June 10, 2012


DIRECTOR: Jonathan Mostow

May Contain Spoilers!

Surrogates had received little but poor reviews since its release in 2009 but the concept interested me so I gave it a go anyway. Jonathan Mostow’s previous work includes Breakdown, an almost forgotten thriller from 1998 best know for being J.T. Walsh’s final film and Terminator 3: Rise Of The Machines, whilst not as good as James Cameron’s films, was certainly an acceptable addition to the action franchise.
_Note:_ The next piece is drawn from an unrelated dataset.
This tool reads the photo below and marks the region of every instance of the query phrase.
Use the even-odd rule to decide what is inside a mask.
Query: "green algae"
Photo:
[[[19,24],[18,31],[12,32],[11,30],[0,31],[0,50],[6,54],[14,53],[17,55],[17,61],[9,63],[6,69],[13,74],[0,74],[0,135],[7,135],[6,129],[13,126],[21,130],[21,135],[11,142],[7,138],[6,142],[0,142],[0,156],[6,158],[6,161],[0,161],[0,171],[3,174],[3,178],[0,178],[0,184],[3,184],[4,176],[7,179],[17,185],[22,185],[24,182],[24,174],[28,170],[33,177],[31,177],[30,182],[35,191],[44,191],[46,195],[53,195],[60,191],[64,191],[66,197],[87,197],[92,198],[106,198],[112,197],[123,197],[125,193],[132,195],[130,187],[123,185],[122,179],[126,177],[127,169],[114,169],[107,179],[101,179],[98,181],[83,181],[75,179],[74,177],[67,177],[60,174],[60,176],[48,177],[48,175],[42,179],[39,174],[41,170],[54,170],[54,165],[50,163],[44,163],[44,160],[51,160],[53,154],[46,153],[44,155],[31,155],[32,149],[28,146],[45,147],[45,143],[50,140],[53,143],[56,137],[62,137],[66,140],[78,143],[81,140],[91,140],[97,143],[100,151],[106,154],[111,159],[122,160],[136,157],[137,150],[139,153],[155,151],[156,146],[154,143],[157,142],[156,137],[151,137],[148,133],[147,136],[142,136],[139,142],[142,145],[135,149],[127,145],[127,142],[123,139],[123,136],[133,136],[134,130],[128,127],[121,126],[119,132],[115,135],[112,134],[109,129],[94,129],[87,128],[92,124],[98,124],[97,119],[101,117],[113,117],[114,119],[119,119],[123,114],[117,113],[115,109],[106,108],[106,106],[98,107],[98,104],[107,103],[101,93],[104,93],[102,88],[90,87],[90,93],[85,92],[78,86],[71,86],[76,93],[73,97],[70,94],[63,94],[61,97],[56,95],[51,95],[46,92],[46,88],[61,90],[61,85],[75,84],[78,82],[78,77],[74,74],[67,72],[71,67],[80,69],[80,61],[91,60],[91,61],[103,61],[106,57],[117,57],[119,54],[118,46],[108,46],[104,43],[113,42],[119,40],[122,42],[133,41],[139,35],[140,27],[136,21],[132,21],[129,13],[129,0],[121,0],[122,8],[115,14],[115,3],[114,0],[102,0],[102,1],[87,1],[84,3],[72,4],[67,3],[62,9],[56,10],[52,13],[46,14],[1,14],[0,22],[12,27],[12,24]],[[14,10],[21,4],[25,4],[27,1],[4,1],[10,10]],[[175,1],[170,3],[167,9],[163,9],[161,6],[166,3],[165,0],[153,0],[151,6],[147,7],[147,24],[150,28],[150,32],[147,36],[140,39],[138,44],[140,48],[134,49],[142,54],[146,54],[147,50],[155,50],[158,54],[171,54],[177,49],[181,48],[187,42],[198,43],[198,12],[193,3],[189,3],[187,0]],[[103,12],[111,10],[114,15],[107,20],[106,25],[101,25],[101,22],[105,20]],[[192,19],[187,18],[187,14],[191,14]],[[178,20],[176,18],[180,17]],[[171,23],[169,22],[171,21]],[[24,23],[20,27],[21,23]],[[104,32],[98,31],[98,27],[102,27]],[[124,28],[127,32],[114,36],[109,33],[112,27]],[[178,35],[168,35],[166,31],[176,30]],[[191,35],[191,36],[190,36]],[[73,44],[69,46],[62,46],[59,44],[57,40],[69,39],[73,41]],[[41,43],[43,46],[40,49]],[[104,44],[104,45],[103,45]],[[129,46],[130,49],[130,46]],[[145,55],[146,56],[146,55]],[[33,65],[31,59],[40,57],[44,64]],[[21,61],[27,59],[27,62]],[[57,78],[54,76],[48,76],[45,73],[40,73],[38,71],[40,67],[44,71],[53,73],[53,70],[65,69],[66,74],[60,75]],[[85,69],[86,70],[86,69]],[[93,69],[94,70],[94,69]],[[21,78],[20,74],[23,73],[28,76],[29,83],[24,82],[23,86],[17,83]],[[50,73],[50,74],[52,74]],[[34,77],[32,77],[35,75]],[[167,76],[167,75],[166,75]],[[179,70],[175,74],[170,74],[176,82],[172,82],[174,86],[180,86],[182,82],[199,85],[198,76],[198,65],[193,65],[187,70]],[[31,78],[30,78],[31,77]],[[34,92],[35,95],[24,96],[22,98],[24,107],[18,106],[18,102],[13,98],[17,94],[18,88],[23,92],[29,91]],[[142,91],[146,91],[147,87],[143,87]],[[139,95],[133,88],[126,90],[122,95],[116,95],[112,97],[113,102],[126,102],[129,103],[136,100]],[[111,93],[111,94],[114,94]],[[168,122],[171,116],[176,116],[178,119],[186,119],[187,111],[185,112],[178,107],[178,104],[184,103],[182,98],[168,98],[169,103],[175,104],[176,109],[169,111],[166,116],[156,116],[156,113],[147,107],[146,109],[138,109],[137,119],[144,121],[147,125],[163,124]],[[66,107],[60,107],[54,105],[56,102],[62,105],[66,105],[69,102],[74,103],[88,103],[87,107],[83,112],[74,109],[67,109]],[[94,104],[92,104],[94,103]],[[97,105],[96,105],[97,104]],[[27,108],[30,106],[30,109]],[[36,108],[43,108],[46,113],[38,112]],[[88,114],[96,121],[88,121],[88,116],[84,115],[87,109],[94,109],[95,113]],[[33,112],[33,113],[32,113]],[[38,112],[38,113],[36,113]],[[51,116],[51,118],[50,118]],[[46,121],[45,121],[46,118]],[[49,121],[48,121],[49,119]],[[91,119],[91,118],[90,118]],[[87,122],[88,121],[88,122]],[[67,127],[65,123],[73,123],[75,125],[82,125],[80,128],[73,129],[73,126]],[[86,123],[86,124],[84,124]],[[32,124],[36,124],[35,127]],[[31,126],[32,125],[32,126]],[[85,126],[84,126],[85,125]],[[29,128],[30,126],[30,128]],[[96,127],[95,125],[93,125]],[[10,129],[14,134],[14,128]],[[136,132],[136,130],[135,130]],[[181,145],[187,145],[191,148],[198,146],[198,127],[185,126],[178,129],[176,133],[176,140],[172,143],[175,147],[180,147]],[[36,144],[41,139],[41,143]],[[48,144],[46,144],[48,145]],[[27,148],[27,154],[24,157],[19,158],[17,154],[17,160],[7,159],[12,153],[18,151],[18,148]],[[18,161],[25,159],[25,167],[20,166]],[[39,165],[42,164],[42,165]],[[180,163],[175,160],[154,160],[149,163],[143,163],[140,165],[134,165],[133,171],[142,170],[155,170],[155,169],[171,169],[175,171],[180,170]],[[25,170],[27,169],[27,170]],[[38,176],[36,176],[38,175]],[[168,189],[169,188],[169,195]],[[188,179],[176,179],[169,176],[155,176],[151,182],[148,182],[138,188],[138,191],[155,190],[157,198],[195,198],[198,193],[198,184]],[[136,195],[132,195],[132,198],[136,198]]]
Surrogates is a simple high concept Sci-fi thriller in which in the near future, the world’s population has taken to using android avatars, as it were, to live their lives in the real world whilst being plugged into an interface at home in an effort to remain safe from harm.

The film is short, only clocking in at 85 minutes, which was defiantly a great move, preventing this idea from becoming tired. It’s a good concept but the film is pretty much about the ideas rather than any actual story with simple characterisations and no significant depth beyond the ideas raised, butt at such a swift running time, it works nicely.

This is a straight forward Sci-fi flick, enjoyable and thought-provoking and will no doubt end up doing well on late night TV for years to come. But this is far, far better than review would have you believe. Try it out for yourselves…


June 7, 2012

After nearly three years of following the progress of these illusive Cinerama titles, independent distributor, Flicker Ally have set a release date for This Is Cinerama and Windjammer: The Voyage Of The Christian Radich for the 13th September 2012. Both will be presented in the criminally underused Smilebox format, which so far has only been used once back in 2008 with How The West Was Won. But that Blu-ray also presented a 2.78:1 version (flat) as well, but this is not mentioned here.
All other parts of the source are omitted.